The Universe of Discourse


Mon, 06 Apr 2020

Anglo-Saxon and Hawai‘ian Wikipedias

Yesterday browsing the list of Wikipedias I learned there is an Anglo-Saxon Wikipedia. This seems really strange to me for several reasons: Who is writing it? And why?

And there is a vocabulary problem. Not just because Anglo-Saxon is dead, and one wouldn't expect it to have any words for anything not invented in the last 900 years or so. But also, there are very few extant Anglo-Saxon manuscripts, so we don't have a lot of vocabulary, even for things that had been invented beore the language died.

Helene Hanff said:

I have these guilts about never having read Chaucer but I was talked out of learning Early Anglo-Saxon / Middle English by a friend who had to take it for her Ph.D. They told her to write an essay in Early Anglo-Saxon on any-subject-of-her-own-choosing. “Which is all very well,” she said bitterly, “but the only essay subject you can find enough Early Anglo-Saxon words for is ‘How to Slaughter a Thousand Men in a Mead Hall’.”

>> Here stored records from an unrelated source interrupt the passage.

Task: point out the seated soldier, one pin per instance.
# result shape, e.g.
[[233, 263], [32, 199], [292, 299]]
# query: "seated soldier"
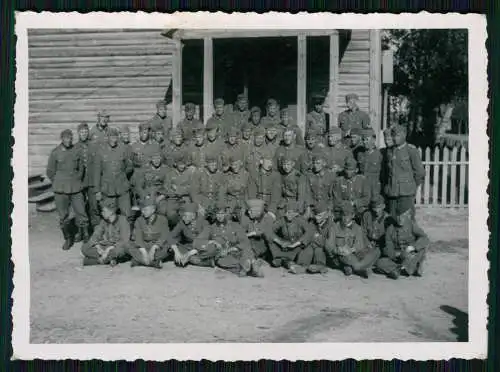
[[226, 242], [109, 240], [183, 235], [149, 245], [313, 257], [257, 224], [289, 235], [405, 246], [348, 246]]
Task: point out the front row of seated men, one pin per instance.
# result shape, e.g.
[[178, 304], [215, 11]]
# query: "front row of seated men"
[[343, 240]]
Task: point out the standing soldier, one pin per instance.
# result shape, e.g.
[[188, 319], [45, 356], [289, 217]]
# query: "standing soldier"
[[109, 240], [161, 119], [348, 246], [405, 246], [149, 246], [99, 132], [336, 151], [290, 234], [228, 244], [287, 123], [316, 119], [112, 165], [370, 161], [241, 115], [65, 169], [190, 123], [351, 187], [353, 117], [405, 172]]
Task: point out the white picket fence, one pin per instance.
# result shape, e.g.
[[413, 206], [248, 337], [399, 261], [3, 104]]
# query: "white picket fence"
[[446, 178]]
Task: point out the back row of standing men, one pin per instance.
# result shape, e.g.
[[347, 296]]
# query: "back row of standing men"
[[240, 166]]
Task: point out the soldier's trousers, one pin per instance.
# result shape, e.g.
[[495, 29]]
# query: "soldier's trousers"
[[77, 203], [90, 251], [312, 254], [360, 261]]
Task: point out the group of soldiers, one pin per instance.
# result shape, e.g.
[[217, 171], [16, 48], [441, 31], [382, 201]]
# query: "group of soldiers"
[[244, 189]]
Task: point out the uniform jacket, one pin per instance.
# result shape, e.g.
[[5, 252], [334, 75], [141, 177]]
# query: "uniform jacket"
[[112, 165], [404, 171], [65, 169]]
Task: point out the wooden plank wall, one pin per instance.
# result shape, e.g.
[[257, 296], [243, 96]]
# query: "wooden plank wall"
[[74, 73], [354, 70]]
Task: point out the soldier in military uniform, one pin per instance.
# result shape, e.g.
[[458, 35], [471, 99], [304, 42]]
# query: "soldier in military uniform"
[[99, 132], [65, 169], [316, 119], [405, 172], [109, 241], [149, 246], [228, 244], [405, 247], [190, 123], [348, 246], [351, 187], [241, 115], [336, 152], [257, 225], [209, 184], [290, 234], [287, 124], [112, 165], [179, 188], [272, 118], [370, 161], [353, 117], [313, 257]]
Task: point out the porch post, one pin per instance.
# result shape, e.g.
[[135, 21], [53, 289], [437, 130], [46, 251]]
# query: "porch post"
[[208, 78], [177, 82], [301, 81], [375, 80], [333, 92]]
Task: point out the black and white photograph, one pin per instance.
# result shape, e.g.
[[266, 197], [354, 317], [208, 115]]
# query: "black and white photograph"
[[224, 180]]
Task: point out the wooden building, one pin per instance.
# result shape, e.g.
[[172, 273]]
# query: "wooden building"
[[74, 73]]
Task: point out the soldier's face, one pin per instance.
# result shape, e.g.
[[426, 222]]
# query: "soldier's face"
[[144, 135], [258, 140], [219, 110], [83, 134]]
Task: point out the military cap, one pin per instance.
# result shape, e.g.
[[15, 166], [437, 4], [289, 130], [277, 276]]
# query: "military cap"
[[189, 106], [113, 132], [218, 102], [83, 125], [189, 208], [377, 200], [66, 133], [350, 163], [350, 96], [256, 109], [255, 203], [347, 208]]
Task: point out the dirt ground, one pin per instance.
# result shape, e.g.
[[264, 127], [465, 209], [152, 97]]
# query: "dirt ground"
[[75, 304]]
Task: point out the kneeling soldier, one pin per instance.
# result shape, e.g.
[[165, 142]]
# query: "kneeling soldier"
[[405, 246], [349, 247], [228, 244], [289, 235], [109, 240], [149, 246]]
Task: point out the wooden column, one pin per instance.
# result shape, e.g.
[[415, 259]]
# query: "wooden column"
[[333, 90], [375, 80], [208, 78], [301, 81], [177, 82]]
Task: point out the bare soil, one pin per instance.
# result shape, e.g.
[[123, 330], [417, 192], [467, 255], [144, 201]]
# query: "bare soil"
[[75, 304]]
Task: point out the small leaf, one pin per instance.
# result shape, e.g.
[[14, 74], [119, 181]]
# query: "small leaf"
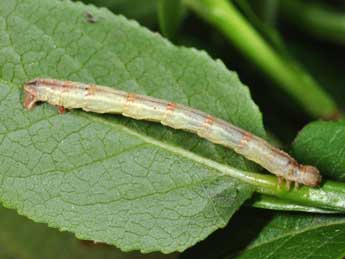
[[133, 184], [322, 144], [298, 236]]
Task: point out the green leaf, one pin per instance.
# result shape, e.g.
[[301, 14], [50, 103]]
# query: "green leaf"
[[316, 18], [170, 14], [133, 184], [322, 144], [22, 238], [297, 236]]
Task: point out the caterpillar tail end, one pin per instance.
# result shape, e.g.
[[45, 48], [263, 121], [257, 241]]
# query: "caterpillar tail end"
[[30, 93]]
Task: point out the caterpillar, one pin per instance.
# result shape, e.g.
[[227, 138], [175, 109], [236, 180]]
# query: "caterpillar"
[[101, 99]]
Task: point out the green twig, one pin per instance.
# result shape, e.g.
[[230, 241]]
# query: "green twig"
[[296, 82]]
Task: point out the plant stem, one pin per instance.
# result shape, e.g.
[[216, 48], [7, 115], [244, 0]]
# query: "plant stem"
[[296, 82], [319, 20], [330, 195], [272, 203]]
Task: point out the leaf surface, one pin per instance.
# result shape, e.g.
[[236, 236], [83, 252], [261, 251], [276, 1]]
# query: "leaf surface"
[[299, 236], [133, 184], [22, 238]]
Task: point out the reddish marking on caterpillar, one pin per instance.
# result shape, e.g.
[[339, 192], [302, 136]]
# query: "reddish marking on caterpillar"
[[171, 107], [105, 99], [91, 90], [61, 109], [245, 139]]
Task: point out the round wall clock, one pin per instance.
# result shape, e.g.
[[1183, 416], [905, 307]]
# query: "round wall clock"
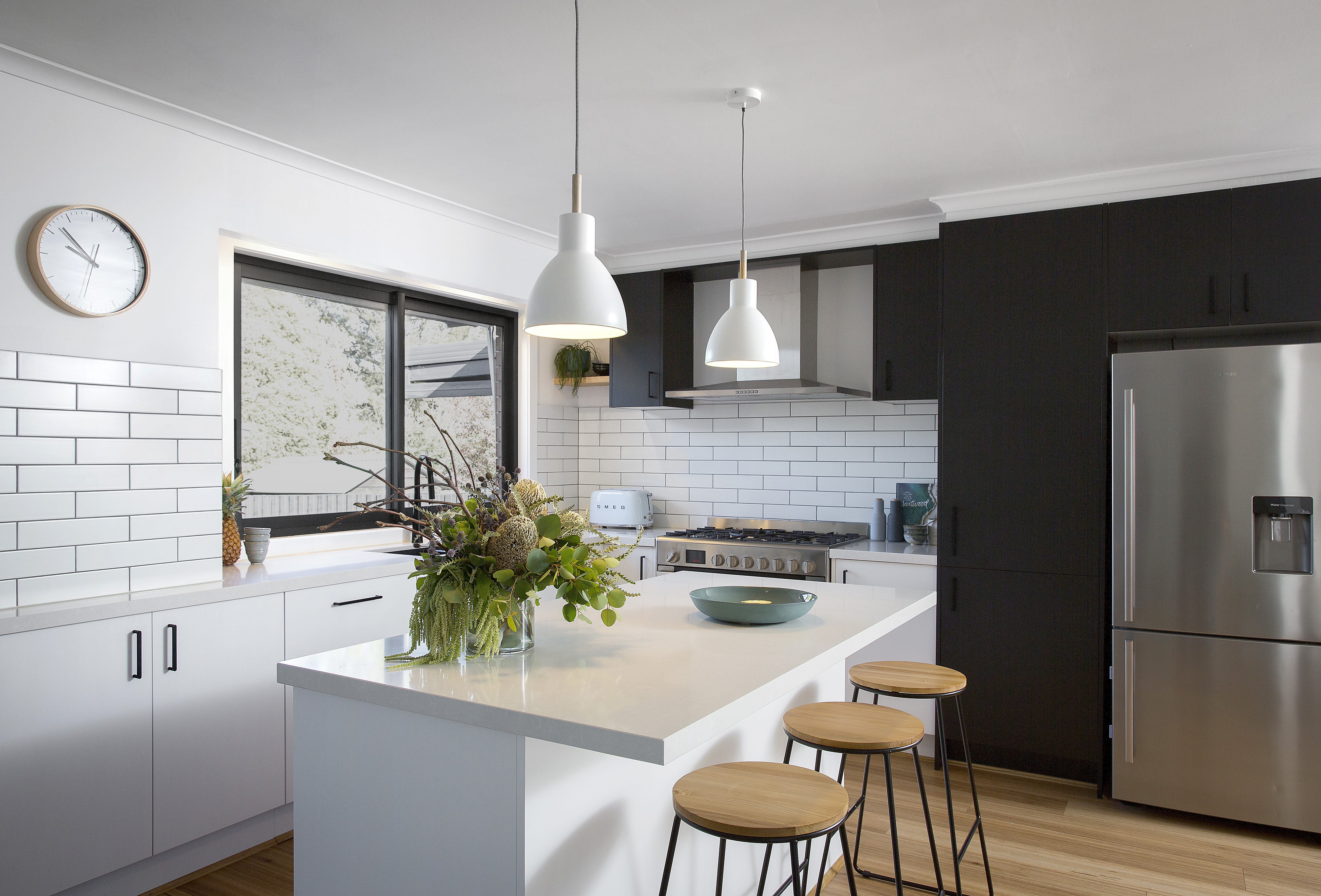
[[88, 261]]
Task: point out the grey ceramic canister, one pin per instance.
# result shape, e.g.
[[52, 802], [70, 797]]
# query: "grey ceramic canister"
[[895, 523]]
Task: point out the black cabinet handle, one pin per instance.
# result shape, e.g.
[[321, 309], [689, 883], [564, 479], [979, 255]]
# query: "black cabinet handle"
[[361, 600], [138, 651], [174, 647]]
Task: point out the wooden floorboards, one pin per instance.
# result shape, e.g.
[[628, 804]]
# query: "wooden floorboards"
[[1045, 838]]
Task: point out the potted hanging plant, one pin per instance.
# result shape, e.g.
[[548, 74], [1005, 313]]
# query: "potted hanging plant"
[[491, 557], [574, 363]]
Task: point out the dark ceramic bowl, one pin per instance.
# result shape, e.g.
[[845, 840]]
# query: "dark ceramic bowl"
[[751, 606]]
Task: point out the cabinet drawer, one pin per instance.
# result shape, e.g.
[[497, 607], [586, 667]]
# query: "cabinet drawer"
[[340, 616], [887, 575]]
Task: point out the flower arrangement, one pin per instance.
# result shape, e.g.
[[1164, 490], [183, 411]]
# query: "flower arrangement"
[[499, 545]]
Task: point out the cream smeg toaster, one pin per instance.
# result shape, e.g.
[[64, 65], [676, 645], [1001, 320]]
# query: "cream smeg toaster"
[[621, 508]]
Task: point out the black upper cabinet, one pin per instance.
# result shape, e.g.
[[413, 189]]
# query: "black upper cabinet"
[[1024, 393], [656, 355], [1168, 263], [1277, 253], [1031, 647], [907, 322]]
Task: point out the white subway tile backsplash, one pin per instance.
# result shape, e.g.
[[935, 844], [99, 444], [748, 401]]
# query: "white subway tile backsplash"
[[72, 424], [171, 575], [200, 404], [200, 548], [36, 451], [26, 393], [47, 590], [162, 376], [63, 369], [174, 525], [16, 508], [127, 451], [174, 476], [125, 398], [205, 499], [59, 533], [109, 557], [143, 501], [20, 565], [67, 478], [175, 426]]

I don't read Anglo-Saxon but if you want to investigate, you might look at the Anglo-Saxon article about the Maybach Exelero (a hēahfremmende sportƿægn), Barack Obama, or taekwondo. I am pre-committing to not getting sucked into this, but sportƿægn is evidently intended to mean “sportscar” (the ƿ is an obsolete letter called wynn and is approximately a W, so that ƿægn is “wagon”) and I think that fremmende is “foreign” and hēah is something like "high" or "very". But I'm really not sure.

Anyway Wikipedia reports that the Anglo-Saxon Wikipedia has 3,197 articles (although most are very short) and around 30 active users. In contrast, the Hawai‘ian Wikipedia has 3,919 articles and only around 14 active users, and that is a language that people actually speak.